ATLANTA – HME providers need to make a “tough call” on how they plan to handle an upcoming gap period in the competitive bidding program, healthcare attorney Jeff Baird told Medtrade attendees on Monday afternoon.

“This is kind of a new area,” said Baird, the chairman of the Healthcare Group at Brown & Fortunato in Amarillo, Texas. “What do we do during the gap period? The short answer is, I don’t know. I have specific ideas and suggestions, and have knowledge, but this is new to everybody.”

In a rule that is expected to be finalized in a matter of weeks, CMS has proposed implementing an any willing provider provision on Jan. 1, 2019, allowing any Medicare-enrolled provider to supply DMEPOS to beneficiaries for 18 to 24 months.

Does that mean non-contract providers should jump back into Medicare? If they’ve done a good job diversifying their business away from the government payer, not necessarily, Baird says.

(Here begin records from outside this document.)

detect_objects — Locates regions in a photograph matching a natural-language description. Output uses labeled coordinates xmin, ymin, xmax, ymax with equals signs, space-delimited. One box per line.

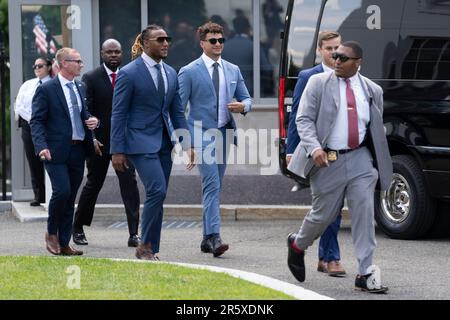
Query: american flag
xmin=33 ymin=14 xmax=57 ymax=55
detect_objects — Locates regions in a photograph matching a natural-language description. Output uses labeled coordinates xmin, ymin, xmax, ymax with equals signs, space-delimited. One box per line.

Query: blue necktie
xmin=155 ymin=64 xmax=166 ymax=105
xmin=66 ymin=82 xmax=84 ymax=140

“If we’ve gotten to a point where we have pretty much eliminated our financial and emotional dependence on Medicare, I would assert, ‘Don’t get back into it,’” he said.
If non-contract providers feel they must, however, Baird suggested, “jump back in, but on a non-assigned basis.”

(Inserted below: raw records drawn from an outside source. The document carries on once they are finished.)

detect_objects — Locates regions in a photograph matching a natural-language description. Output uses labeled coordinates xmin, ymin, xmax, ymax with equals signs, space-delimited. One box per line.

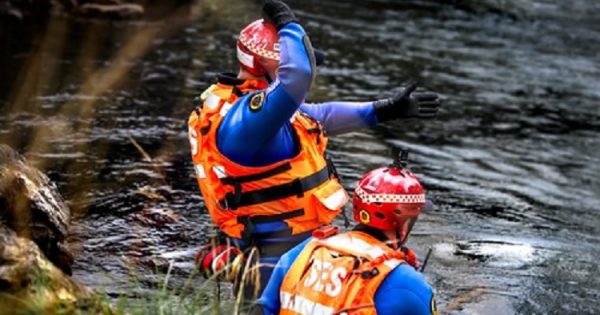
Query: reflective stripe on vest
xmin=280 ymin=231 xmax=404 ymax=315
xmin=188 ymin=80 xmax=348 ymax=238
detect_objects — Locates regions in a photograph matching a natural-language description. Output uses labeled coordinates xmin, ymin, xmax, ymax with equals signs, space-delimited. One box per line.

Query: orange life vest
xmin=279 ymin=231 xmax=405 ymax=315
xmin=188 ymin=80 xmax=348 ymax=238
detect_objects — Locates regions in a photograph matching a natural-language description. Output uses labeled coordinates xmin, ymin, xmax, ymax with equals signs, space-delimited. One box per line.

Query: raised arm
xmin=300 ymin=102 xmax=378 ymax=135
xmin=300 ymin=85 xmax=440 ymax=135
xmin=217 ymin=5 xmax=315 ymax=160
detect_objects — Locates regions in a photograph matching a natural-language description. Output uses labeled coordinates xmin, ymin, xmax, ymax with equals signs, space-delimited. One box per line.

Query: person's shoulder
xmin=279 ymin=237 xmax=313 ymax=266
xmin=375 ymin=264 xmax=435 ymax=314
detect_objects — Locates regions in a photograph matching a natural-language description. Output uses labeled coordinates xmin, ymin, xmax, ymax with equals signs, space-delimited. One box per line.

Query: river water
xmin=0 ymin=0 xmax=600 ymax=314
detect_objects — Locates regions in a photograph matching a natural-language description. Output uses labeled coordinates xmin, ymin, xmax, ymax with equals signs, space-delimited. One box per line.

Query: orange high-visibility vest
xmin=188 ymin=80 xmax=348 ymax=238
xmin=279 ymin=231 xmax=405 ymax=315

“Those (beneficiaries) that we do accept, take cash up front, submit claims and let Medicare reimburse them,” he said. “That is a way to jump back into the market over the next two years without becoming dependent on Medicare.”

What about contract suppliers that have fulfilled their contracts but can no longer accept such low reimbursement?

“You have an absolute right to quit taking Medicare beneficiaries, or switch to taking them non-assigned,” Baird said.

Of course, Baird acknowledges that providers are still missing important information—the final rule. While he doesn’t expect it to vary significantly from what was in the proposed rule, stakeholders have lobbied CMS to provide additional relief in bid areas—not a one-time CPI-U increase of 1.9%, but a cumulative compounded increase of 8% to 9%.

“We told (CMS), these providers are losing money on every patient and they can all quit on Jan. 1,” said Mark Higley, vice president of regulatory affairs at the VGM Group. “I think (they) got the message.”

Regardless of what they decide, providers will want to have a story to tell shortly after the final rule is published, Baird says.